I'm not a fan of any archtectural radicalism, and tend to think that there are things best done in both hardware, kernel and libraries and applications :-)

That is not to say that the boundaries should be cast in stone, they should obviously be flexible enough that you do not need a complete multi-user management system in a single-service jail or container nor a full-blown journaled COW storage-manager on a small embedded system.

In other words: I am firmly for the "Software Tools" paradigm.

eru · on June 30, 2022

From the paper:

> The defining tragedy of the operating systems community has been the definition of an operating system as software that both multiplexes and abstracts physical resources. The view that the OS should abstract the hardware is based on the assumption that it is possible bath to define abstractions that are appropriate for all areas and to implement them to perform efficiently in all situations. We believe that the fallacy of this quixotic goal is self-evident, and that the operating system problems of the last two decades (poor performance, poor reliability, poor adaptability, and inflexibility) can be traced back to it. The solution we propose is simple: complete elimination of operating system abstractions by lowering the operating system interface to the hardware level.

Basically, they say to let libraries do the abstraction.

The source code of your applications will still mostly look the same as before. It's just that the libraries will do more of the work, and the kernel will do less.

phkamp · on June 30, 2022

Yes, and I dont (quite) buy that argument, but I understand where it comes from.

The problem starts when you, quite sensibly implement something like SHA256 in hardware. It is a perfect example of something hardware does better than software.

But Dennis, Ken and Brian didn't think about cryptographic hash-algorithms when they created UNIX, and because UNIX no longer have a recognized architectural authority, nobody provides a timely architecture for such new features, and instead we end up with all sorts of hackery, some in kernels, some in libraries and some in applications.

SHA256 should be a standard library API, and if the CPU has a HW implementation, the platforms library should spot that and use that, no need to get the kernel involved, it's just a fancy XOR on purely userland data.

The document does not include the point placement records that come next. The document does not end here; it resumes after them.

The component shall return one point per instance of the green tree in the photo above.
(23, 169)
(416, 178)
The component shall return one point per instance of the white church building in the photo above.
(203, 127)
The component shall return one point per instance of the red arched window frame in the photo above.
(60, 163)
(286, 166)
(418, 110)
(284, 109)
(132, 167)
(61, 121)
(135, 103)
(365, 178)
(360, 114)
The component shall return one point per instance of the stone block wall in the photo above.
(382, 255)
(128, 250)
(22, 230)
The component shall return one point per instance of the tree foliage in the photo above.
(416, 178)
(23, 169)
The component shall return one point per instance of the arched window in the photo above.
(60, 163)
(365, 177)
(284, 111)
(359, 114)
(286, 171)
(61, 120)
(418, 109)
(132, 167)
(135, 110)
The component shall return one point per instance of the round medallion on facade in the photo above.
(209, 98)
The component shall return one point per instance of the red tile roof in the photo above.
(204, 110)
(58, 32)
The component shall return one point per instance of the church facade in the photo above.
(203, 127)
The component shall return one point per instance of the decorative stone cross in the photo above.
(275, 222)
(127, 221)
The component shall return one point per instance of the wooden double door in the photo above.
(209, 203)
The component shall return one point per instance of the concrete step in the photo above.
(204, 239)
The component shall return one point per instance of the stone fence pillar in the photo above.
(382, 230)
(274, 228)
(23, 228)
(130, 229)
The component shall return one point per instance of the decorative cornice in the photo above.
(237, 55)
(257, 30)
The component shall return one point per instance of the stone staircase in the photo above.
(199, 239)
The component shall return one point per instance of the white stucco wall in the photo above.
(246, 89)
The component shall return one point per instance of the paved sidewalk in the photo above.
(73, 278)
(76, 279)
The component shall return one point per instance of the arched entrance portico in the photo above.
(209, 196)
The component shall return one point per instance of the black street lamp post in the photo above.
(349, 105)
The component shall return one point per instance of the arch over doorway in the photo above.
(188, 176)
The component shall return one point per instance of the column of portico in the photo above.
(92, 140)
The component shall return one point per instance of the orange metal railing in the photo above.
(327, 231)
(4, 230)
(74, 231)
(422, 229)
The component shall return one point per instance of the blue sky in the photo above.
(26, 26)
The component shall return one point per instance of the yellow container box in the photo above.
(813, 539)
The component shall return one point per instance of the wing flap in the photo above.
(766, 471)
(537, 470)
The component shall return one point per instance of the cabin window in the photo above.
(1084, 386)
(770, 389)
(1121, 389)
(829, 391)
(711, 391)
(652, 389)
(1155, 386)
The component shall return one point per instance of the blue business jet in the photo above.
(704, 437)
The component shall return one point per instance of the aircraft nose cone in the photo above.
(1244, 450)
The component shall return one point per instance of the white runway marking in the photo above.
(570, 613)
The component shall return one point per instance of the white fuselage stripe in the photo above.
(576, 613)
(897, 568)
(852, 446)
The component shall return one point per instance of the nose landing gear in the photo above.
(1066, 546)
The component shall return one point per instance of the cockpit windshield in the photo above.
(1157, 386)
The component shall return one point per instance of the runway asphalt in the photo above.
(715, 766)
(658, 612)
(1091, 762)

But SHA256 being a good example does not mean that we should throw out the baby with the bath-water.

Things like file-systems are incredibly ill-suited for userland implementations.

What they dont say in the article is that they will need monolithic "libraries" for things like filesystems, and to implement things like locking, atomicity, these libraries will have to coordinate amongst the processes which use the filesystem, and must do so without the control and power available to the kernel.

There are ways to do that, see for instance MACH or the original MINIX. It transpires there are disadvantages.

And that's what I mean by "archtectural radicalism": Try to use the right tool for the job, and sometimes the kernel is the right tool (filesystems) and sometimes it is not (SHA256).

kragen · on June 30, 2022

Which of the disadvantages of microkernel userland filesystems do you think are most important and essential to the concept, and which do you think are a matter of bad implementations? I thought L4 and QNX had pretty reasonable filesystem stories, and even on poor old Linux I've been using FUSE with things like NTFS for years without much trouble. Is it just a matter of the cost of context switching between userland processes when you don't have enough cores?

If it's a question of performance, with enough cores and shared memory that's accessible for atomic operations, I'd think talking to a userland filesystem would just* be a matter of pushing requests onto a lock-free request queue in shared memory from your application process and reading the responses from a lock-free response queue. Of course each application needs its own shared-memory area for talking to the filesystem to get fault isolation.

Even if it's a matter of IPC message-passing cost on a single core, I think L4 has shown how to make that cheap enough that we should regard putting the filesystem in the kernel as a dubious optimization, and at that one that's second-best to granting the application mappings on an NVDIMM or something.

Perhaps this is stating the obvious, but I don't think you can get much fault isolation with a pure library filesystem; if all the processes participating in the filesystem are faulty then there's no way to protect the filesystem from fatal corruption from faults. You might be able to reduce the presumed-correct filesystem core process to something like a simplified Kafka: a process that grants other processes read-only access to an append-only log and accepts properly delimited and identified blocks of data from them to append to it.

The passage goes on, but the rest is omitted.